Rare case of calcification around catheter tip of a central venous access port: a report
Dr Tomoya Takami at the Department of General Surgery, Cardiology, Kishiwada Tokushukai Hospital, Kishiwada-shi, Osaka-fu, Japan and colleagues have reported a rare case of calcification around catheter tip of a central venous access port. The case has been published in the Journal of Medical Case Reports.
Thrombosis of the internal jugular vein is a relatively rare form of deep vein thrombosis, but this condition has been reported in association with the long-term placement of a central venous catheter (CVC). However, it is extremely rare for such complications to involve calcification in the blood vessels.
The etiology of intravascular calcification is considered to be related to the infusion content and the infusion rate of high caloric infusions and blood products.

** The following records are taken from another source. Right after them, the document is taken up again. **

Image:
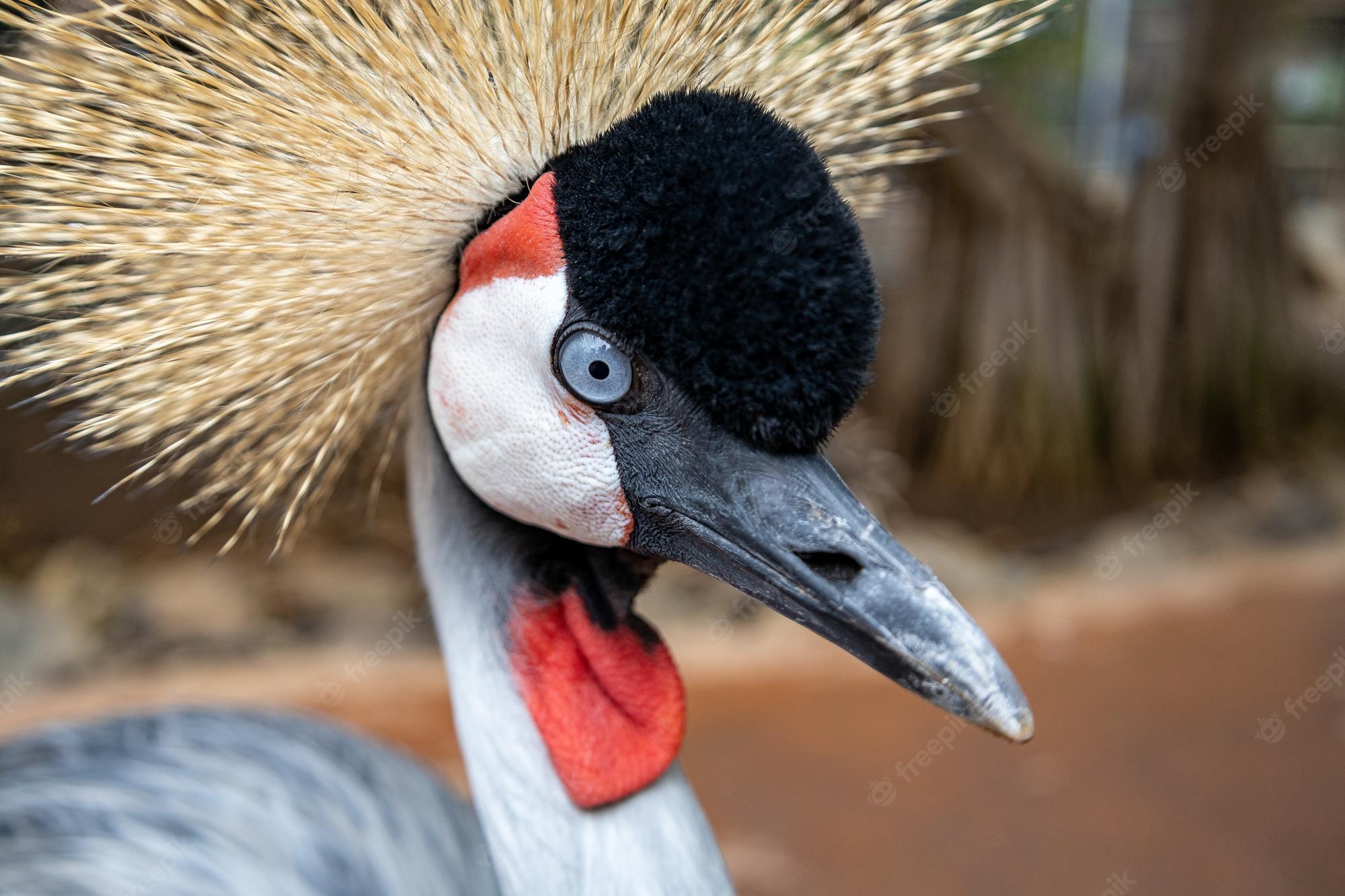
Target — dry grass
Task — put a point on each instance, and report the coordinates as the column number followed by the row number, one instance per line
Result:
column 229, row 225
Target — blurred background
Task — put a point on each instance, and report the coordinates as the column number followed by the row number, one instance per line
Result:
column 1108, row 412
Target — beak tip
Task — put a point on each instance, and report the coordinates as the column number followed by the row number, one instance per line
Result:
column 1016, row 725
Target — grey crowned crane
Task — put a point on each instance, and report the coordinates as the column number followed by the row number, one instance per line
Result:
column 549, row 241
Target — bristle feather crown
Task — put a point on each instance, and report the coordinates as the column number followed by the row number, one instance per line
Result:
column 227, row 228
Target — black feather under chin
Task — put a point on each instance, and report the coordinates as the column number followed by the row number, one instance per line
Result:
column 707, row 233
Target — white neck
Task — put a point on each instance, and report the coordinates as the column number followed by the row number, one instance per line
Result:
column 473, row 561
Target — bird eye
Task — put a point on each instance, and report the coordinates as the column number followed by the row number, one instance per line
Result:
column 594, row 369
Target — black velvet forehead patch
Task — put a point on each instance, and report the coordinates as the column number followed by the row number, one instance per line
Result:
column 707, row 233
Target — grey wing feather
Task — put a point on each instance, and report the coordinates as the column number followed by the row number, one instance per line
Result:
column 197, row 802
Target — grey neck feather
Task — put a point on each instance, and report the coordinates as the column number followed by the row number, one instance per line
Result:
column 654, row 842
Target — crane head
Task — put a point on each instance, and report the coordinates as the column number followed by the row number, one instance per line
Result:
column 644, row 357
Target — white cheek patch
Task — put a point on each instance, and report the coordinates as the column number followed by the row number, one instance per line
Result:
column 516, row 436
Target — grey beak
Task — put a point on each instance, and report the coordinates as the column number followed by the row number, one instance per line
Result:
column 787, row 530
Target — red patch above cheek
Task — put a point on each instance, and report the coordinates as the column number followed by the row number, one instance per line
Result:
column 527, row 243
column 609, row 704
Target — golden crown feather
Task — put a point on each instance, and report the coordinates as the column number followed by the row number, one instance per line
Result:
column 228, row 227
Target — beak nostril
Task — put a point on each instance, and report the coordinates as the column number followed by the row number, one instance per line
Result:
column 840, row 569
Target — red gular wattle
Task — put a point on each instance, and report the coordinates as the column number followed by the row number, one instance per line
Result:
column 610, row 704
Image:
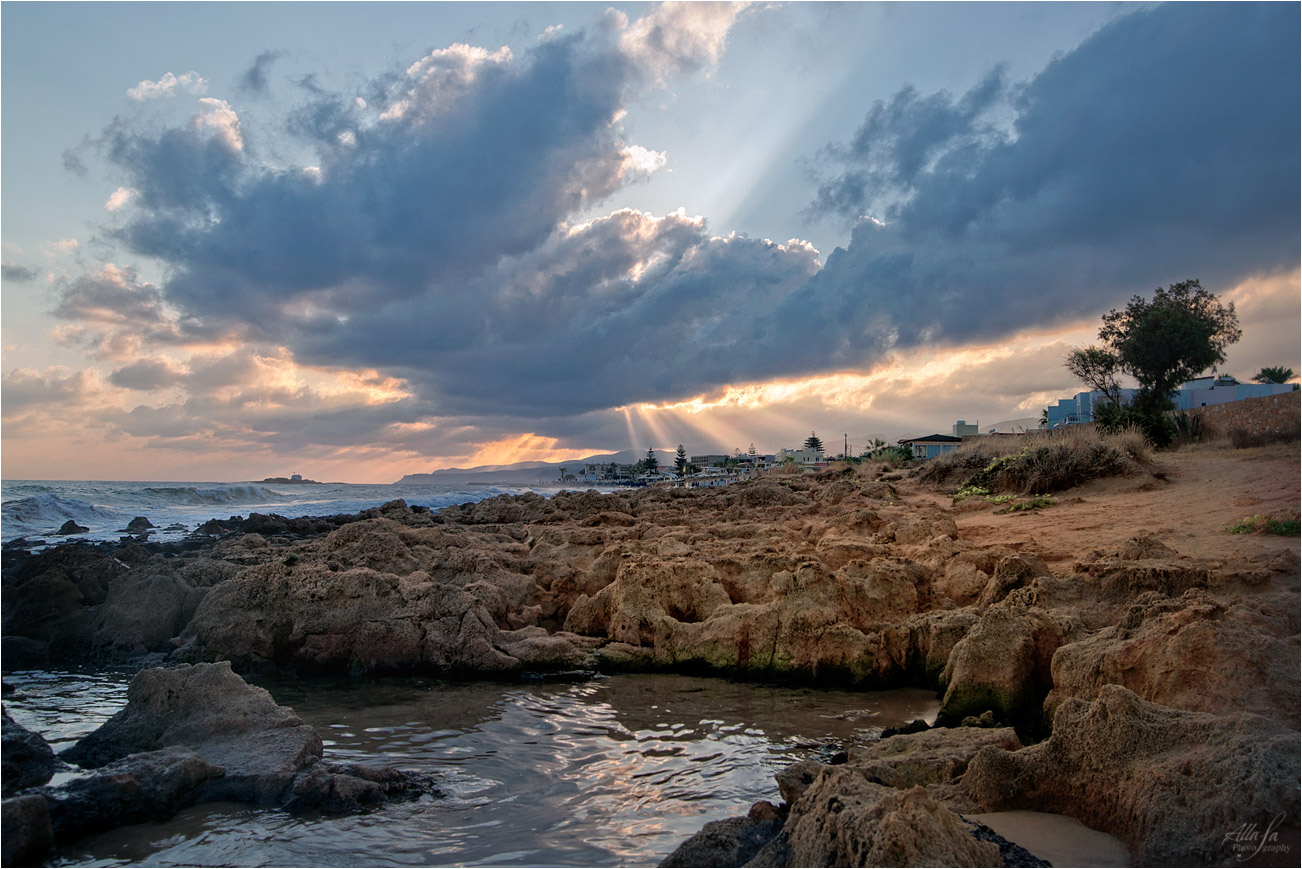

The patient an 84-year-old Asian woman presented with persistent anorexia since being treated for acute myocardial infarction about 1 year prior to the current presentation. Her anorexia was thought to be related to aging. Because it was difficult to secure a peripheral venous infusion route, a CVC was placed about 5 months before the current presentation to ensure the provision of adequate nutrition. After CVC placement, the patient's condition remained stable, but she developed a persistent fever. Infection around the CVC was suspected, so she was referred to our hospital. Her medical history included hypertension and dementia. Her regular medications were antiplatelet drugs, proton pump inhibitors, laxatives, and diuretics.
On physical examination, the patient had a temperature of 37 °C, blood pressure of 142/91 mmHg, heart rate of 93 beats/minute, and respiratory rate of 18 breaths/minute. No redness or warmth was noted around the CVC port. Blood tests revealed a marked inflammatory response. The patient's white blood cell count was 16,600/μl, C-reactive protein concentration was 9.42 mg/dl, hemoglobin concentration was 11.2 g/dl, platelet count was 139,000/μl, blood urea nitrogen concentration was 23 mg/dl, and creatinine concentration was 0.69 mg/dl. Chest computed tomography (CT) showed a CVC port located subcutaneously in the left anterior chest, but there were no signs of infection such as a subcutaneous abscess around the port or increased fat deposition. The catheter tip was located within the lumen of the left brachiocephalic vein, but there was a high absorption area around it with some air density; thus, venous wall calcification and abscess formation were suspected. Chest CT showed bilateral pleural effusion that was worse on the left. Based on the blood test and CT findings, the diagnosis was abscess formation with venous wall calcification following long-term CVC placement.
The patient was hospitalized and started on antibiotics (cefmetazole 1 g every 8 hours). Bacterial culture of a blood sample collected on the day of hospitalization revealed multidrug-resistant Serratia marcescens, so the antibiotic was changed to meropenem (1 g every 8 hours) for a total of 15 days. The patient's clinical course was uneventful, her fever subsided, and the inflammatory response improved. Chest CT performed 20 days after hospital admission showed that the abscess cavity had shrunk and that there was no infection recurrence. The patient was subsequently followed up at our hospital for about 1 month.
In general, cases of catheter-associated infection warrant early removal of the catheter. However, in the present case, the catheter tip was fixed to the calcified venous wall, and forcible removal would have damaged the catheter and left parts of it in the blood vessel. Therefore, surgical removal was recommended, but the family declined surgery because of the patient's advanced age, so only antibiotic treatment was administered. Although the patient's family was advised that the infection could recur around the CVC, they elected to avoid surgical CVC removal for the same reason.